College Presidents: Take a Public Stand on U.S. News Rankings Scandal
The U.S. News & World Report college rankings scandal stinks to high heaven, which creates a huge opportunity – and need – for college presidents to speak out publicly about the sham the ratings have become.
And, critically, about what needs to change.
Because if higher education leaders can’t step up and offer some real insight and guidance to their potential customers at a moment like this, American families are likely to end up as permanent captives to a system that distorts and misleads high schoolers about critical life and education decisions.
The revelation of Columbia University’s egregious data falsifications ripped the cover off one of the most obvious false premises in higher education: that universities and colleges can be precisely “ranked,” and that there’s algorithmic clarity about what makes one university better than another.
Another fallacy: that there’s one master ranking that applies to all prospective college students. No matter how many tut-tutting disclaimers it applies to its own rankings, U.S. News needs high schoolers and their parents to believe the fiction that its rankings are universal.
So, what should a college or university president say about all this – and where?
- Start by acknowledging that the much-heralded annual rankings have not been a reliable measure of a college or university’s true value for some time now, if they ever were. Concede that your institution, like many others, has felt compelled to participate or risk being left behind come application season.
- Instead of backing away from the controversy, embrace it. Get your Stats 101 faculty to help you analyze the rankings themselves. Here’s an absurdity: for the 2022–2023 academic year, U.S. News lists three ties among the top 10 schools based on thousands of data points and allegedly complex weightings. A solid mathematical smackdown will help make the point that these ratings aren’t what they purport to be.

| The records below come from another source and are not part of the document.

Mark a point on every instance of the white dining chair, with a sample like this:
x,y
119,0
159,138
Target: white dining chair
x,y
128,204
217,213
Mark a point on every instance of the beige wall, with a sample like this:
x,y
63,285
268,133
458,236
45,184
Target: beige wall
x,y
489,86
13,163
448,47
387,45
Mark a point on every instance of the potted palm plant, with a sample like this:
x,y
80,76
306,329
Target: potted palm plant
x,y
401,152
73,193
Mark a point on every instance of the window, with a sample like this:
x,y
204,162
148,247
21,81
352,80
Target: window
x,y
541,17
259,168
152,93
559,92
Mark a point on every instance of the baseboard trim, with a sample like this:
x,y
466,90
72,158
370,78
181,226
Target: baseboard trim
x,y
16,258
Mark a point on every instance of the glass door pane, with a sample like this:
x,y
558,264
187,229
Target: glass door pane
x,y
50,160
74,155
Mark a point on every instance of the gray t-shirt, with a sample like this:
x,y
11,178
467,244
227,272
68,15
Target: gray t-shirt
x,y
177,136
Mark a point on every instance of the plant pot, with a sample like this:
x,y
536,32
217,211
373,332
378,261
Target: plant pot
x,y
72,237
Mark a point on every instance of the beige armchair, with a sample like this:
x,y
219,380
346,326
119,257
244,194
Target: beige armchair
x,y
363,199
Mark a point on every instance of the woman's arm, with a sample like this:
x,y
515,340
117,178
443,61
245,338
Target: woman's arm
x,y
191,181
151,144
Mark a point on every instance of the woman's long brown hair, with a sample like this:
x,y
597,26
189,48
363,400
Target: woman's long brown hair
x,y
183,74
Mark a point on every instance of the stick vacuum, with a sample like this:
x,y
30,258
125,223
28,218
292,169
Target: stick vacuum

- Say out loud what you’ve been saying privately: that these detailed ratings do a severe disservice to students, their families, and your institution by forcing you and your team to pursue many of the wrong objectives for the sake of the “rankings.”
- Did your institution fudge any data? No one believes that Columbia was the only institution that did. It was the only one that got caught. If your team spun a little too hard, this would be a great time to admit it and explain the pressures that led to it. Real credibility would also accrue.
- Make the point that participating in these ranking systems diverts time, energy, and dollars from the actual business at hand, which is education and the development of future leaders for our society. And just as important, this is a chance to highlight positives and metrics that aren’t used in rankings but that have a powerful impact on your students’ education.
No one is suggesting college presidents go off on an anti-U.S. News rankings crusade. But in concise, direct language, they can and should make clear that they do not endorse a system that can be so readily manipulated, or where honest errors in data collection can and probably do happen all the time.
Without question, news outlets need higher education leadership’s insight and context here. America’s newsrooms are decimated from two decades of Internet competition – they don’t have that 30-year veteran higher-education reporter on staff anymore, the one who could have helped make sense of this scandal and explained to 11th-graders and their parents what to do about it.
But college presidents and university chancellors can. The right response is to give key audiences a reflective and honest take on this ranking scandal and what to do about it.